Daí ele ficou me olhando sério.

– Não estou brincando, eu lavei.

E ele agora mais sério, com alguma dúvida correndo pelos olhos.

Sandra Terezinha Souza Rezende

Criar e compartilhar memórias na Educação Infantil

Fizemos um projeto sobre a construção da identidade (sendo que a identidade desde que nascemos, já se constrói). Foi inspirado em uma pesquisa da revista da Nova Escola, criamos o miniprojeto “Baú das Memórias” e produzimos um mural com roupas antigas, fotos e objetos de quando eram bebês, em uma turma com crianças de 3 e 4 anos. Foi muito significativo.

Simone Almeida

Minha história com a inclusão

Estavam todas e todos lá e alguns novos, uns que reprovaram, uns vindos de outras escolas. E uma colega que nunca imaginaríamos ter. Uma colega com Síndrome de Down!

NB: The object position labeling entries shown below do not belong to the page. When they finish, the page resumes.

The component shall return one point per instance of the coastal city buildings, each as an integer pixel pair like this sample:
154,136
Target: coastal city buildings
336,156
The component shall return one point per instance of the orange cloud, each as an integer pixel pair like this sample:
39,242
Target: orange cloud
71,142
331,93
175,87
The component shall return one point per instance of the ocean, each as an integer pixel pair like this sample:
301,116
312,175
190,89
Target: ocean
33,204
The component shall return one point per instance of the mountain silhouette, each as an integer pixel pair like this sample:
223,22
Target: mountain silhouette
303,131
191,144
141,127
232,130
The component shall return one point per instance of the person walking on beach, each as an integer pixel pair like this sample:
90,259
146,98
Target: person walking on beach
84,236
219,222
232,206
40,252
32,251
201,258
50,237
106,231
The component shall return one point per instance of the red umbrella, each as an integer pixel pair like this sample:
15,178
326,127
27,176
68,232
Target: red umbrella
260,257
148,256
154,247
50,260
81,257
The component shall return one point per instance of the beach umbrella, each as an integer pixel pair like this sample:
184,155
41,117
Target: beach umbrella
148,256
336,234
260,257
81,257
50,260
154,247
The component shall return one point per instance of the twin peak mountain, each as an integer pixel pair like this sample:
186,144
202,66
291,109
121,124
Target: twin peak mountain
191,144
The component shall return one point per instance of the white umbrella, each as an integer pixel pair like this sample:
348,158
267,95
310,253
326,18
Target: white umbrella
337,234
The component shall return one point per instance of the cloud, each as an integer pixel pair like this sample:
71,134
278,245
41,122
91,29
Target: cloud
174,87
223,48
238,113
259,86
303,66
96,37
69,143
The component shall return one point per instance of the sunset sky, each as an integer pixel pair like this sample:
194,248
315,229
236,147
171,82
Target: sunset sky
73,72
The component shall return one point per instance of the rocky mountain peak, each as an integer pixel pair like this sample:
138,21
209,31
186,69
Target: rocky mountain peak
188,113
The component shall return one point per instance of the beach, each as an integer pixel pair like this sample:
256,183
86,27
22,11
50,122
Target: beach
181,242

“Como é o seu nome? O que você gosta? Senta do meu lado? Quer que eu copie para você? Posso ir à sua casa?” Esses foram nossos primeiros contatos, e eu me achando melhor, porque ela tem o nome igual ao meu. Sim, o ano era 1986, antes de imaginarmos falar em inclusão, antes de termos uma Constituição Federal que dissesse que a Educação é para todos.

Solange Ribeiro Dall Agnol

Troca de papéis

Então, com sete anos, eu decidi ser heroína e hoje meus olhos continuam brilhando, mas agora porque olho nos olhos dos pequenos e os vejo tão sensíveis, tão frágeis, muitos buscando segurança e afeto. Portanto, coloco minha capa, hoje não é branca, devo ter umas três cores diferentes, pego minhas “varinhas", são diversas, canto, encanto. Não resisto, beijo e abraço mesmo, o detalhe é que não uso batom.

Stella Dias

Conceito A

Fui para casa com um peso na consciência, confesso. Fiquei com a voz do meu camarada da rede, ele também de História, a discordar dessa reprovação, uma vez que aprovamos outros nada presenciais, ao passo que o estudante em questão ao menos teve presenças. Discuti um pouco com o meu grande amigo e fui firme na minha decisão, ainda que meio arrependida do que tinha feito.

Telma Gomes

Empatia docente

Essa coordenadora me passou informações sobre as turmas, e também alunas e alunos específicos. Ela chamou atenção para os ditos alunos problemáticos, apontando Severino como o desordeiro da escola. Disse-me que o aluno de 13 anos, cursando o 6º ano do Ensino Fundamental, era um repetente e provocava transtornos a professoras e alunos.

Ao entrar na sala do 6º ano, fui recepcionada por um aluno atencioso que se denominou de Adriano. Ele me apresentou a sala, a turma, e não saía do meu lado. Perguntei se queria dizer algo. Ele disse: Que me chame de Adriano! Indaguei: Por que não o chamaria pelo nome? Ele sorriu e sentou.